No matter the proportions of your dog, butterflying it will increase the surface area by a factor of about 1.5.  In particular, you’ll never be able to double the surface area.  A quick online search suggests that a reasonable value for the ratio of a hot dog’s total length to its diameter is 7:1. Since the total length of a dog in our model is $h + 2r$, and the diameter is $2r$, this means it is reasonable to use the approximation

$\frac{h+2r}{2r} \approx 7.$

If we isolate $h/r$ in the above expression, we find that

$h/r \approx 12,$

so it seems reasonable to estimate the ratio of cylindrical height to radius to be around 12; in other words, we can say $y \approx 12$. For this value, we have

$f(12)\approx 1.62.$

In other words, for a typical hot dog, making the butterfly cut will increase the surface area by a factor of approximately 1.62.  It is an open problem to compute this ratio for cocktail wieners.

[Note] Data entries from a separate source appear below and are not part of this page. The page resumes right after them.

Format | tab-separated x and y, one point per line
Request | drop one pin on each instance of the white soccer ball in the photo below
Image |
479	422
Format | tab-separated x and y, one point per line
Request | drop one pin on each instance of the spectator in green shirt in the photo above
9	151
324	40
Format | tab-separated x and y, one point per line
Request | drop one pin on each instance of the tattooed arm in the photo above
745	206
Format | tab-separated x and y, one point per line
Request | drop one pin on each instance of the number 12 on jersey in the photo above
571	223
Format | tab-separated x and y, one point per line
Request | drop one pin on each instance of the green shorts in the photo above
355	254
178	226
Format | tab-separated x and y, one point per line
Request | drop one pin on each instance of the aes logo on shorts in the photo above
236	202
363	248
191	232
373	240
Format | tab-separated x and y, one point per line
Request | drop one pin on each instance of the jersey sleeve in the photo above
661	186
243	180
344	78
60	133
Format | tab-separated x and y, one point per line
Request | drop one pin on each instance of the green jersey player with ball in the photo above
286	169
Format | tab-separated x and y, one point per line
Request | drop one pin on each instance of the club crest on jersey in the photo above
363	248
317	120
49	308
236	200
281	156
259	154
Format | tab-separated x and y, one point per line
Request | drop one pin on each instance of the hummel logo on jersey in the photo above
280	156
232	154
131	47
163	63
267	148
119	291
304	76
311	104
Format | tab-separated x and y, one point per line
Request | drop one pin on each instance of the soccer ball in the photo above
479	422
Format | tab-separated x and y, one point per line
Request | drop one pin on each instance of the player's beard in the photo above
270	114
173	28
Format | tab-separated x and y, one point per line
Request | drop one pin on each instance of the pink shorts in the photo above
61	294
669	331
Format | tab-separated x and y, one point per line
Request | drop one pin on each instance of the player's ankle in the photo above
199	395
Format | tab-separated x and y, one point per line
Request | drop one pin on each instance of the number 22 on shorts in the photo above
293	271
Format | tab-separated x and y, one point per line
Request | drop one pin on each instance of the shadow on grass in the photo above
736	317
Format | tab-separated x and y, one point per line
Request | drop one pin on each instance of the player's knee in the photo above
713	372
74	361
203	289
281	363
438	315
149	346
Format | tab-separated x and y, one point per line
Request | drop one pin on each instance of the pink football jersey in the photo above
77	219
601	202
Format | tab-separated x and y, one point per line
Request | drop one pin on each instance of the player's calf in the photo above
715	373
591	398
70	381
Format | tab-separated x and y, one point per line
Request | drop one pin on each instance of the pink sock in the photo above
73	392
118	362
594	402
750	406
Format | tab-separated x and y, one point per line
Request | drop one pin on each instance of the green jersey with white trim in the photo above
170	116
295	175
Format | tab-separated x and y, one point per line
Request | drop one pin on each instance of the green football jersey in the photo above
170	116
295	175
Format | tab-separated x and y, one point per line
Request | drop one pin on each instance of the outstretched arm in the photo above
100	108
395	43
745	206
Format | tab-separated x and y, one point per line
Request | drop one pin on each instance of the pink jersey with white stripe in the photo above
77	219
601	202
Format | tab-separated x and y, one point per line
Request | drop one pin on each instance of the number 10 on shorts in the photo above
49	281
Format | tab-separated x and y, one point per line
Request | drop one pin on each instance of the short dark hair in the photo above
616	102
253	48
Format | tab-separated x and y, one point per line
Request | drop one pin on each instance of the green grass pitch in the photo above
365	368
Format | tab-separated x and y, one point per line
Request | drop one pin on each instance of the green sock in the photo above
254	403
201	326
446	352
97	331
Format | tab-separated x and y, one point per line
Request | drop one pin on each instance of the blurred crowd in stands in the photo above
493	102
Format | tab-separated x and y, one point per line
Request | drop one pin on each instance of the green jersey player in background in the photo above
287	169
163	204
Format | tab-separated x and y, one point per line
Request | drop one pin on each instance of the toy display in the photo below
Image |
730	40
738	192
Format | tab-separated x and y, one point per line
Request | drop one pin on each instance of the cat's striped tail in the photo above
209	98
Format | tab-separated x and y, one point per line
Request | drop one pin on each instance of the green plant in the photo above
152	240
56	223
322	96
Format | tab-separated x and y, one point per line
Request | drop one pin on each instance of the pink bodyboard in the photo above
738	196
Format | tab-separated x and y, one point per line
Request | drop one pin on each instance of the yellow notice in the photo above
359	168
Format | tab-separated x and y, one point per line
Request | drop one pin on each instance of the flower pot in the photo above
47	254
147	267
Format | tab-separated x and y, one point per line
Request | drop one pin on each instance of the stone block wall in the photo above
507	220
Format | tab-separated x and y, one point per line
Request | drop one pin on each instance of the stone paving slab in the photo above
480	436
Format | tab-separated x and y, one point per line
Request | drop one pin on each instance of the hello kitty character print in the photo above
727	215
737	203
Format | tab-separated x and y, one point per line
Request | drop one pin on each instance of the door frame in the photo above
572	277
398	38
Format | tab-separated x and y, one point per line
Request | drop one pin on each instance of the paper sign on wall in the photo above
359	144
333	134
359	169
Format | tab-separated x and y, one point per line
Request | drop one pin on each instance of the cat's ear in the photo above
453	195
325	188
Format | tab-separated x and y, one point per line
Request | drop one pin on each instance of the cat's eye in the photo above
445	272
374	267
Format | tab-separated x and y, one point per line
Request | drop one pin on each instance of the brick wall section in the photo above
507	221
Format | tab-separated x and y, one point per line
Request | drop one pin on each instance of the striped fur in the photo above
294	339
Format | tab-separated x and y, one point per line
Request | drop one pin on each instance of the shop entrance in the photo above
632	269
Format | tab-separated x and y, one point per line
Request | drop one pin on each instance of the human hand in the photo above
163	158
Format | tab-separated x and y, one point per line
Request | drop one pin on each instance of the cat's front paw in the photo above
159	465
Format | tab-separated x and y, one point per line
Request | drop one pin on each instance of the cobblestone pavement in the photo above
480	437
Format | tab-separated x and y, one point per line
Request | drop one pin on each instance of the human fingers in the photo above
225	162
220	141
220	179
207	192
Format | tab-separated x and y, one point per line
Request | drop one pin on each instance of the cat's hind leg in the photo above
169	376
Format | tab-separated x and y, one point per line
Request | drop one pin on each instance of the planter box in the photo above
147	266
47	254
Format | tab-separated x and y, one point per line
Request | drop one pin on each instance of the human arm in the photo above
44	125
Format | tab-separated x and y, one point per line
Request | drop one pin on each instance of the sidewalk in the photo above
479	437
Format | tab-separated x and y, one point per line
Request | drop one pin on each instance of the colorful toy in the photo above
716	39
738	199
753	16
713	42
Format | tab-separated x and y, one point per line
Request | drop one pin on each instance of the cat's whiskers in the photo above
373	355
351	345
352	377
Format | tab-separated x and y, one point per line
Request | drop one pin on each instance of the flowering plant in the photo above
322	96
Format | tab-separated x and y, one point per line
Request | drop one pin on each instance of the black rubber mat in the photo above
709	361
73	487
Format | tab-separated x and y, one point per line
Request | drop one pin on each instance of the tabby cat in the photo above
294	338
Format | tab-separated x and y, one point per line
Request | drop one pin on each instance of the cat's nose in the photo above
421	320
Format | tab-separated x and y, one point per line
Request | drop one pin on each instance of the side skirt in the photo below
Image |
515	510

Of course, with a more sophisticated cut, we could increase this ratio even further.  If we are willing to make the mathematics more complicated, it’s possible to significantly increase the surface area. To see one example of how this can be done, stay tuned for part 2, in which I will investigate the spiral cut hot dog!

• http://www.aperiodical.com Katie
• http://www.mathgoespop.com Matt

@Katie – yes! This was actually my original inspiration. The mathematics of the spiral cut dog is more complicated than the math of the butterflied dog, though, so I wanted to start with something simpler. My next post will treat the spiral in detail, though, so watch out!!

• http://mrkraft.wikispaces.com Nathan Kraft

I love the idea of using the all edges brownie pan for a lesson. Have you ever seen anyone else use it? How about throwing that bad boy up on 101qs?

• http://www.mathgoespop.com Matt

@Nathan – good idea, i’ll have to toss it up there!

• http://Reflectionsinthewhy.wordpress.com Chris Hunter

@Nathan – Geoff wrote about the brownie pan here: http://emergentmath.wordpress.com/2012/01/07/can-we-make-an-even-edgier-brownie-pan-what-about-the-perfect-brownie-pan/

@Matt – Between the butterflied and spiral, in terms of both difficulty and SA, you have the octodog.

• http://www.mathgoespop.com Matt

@Chris – woah, the octodog looks fantastic! This subculture of hot dog art goes much deeper than I had initially anticipated.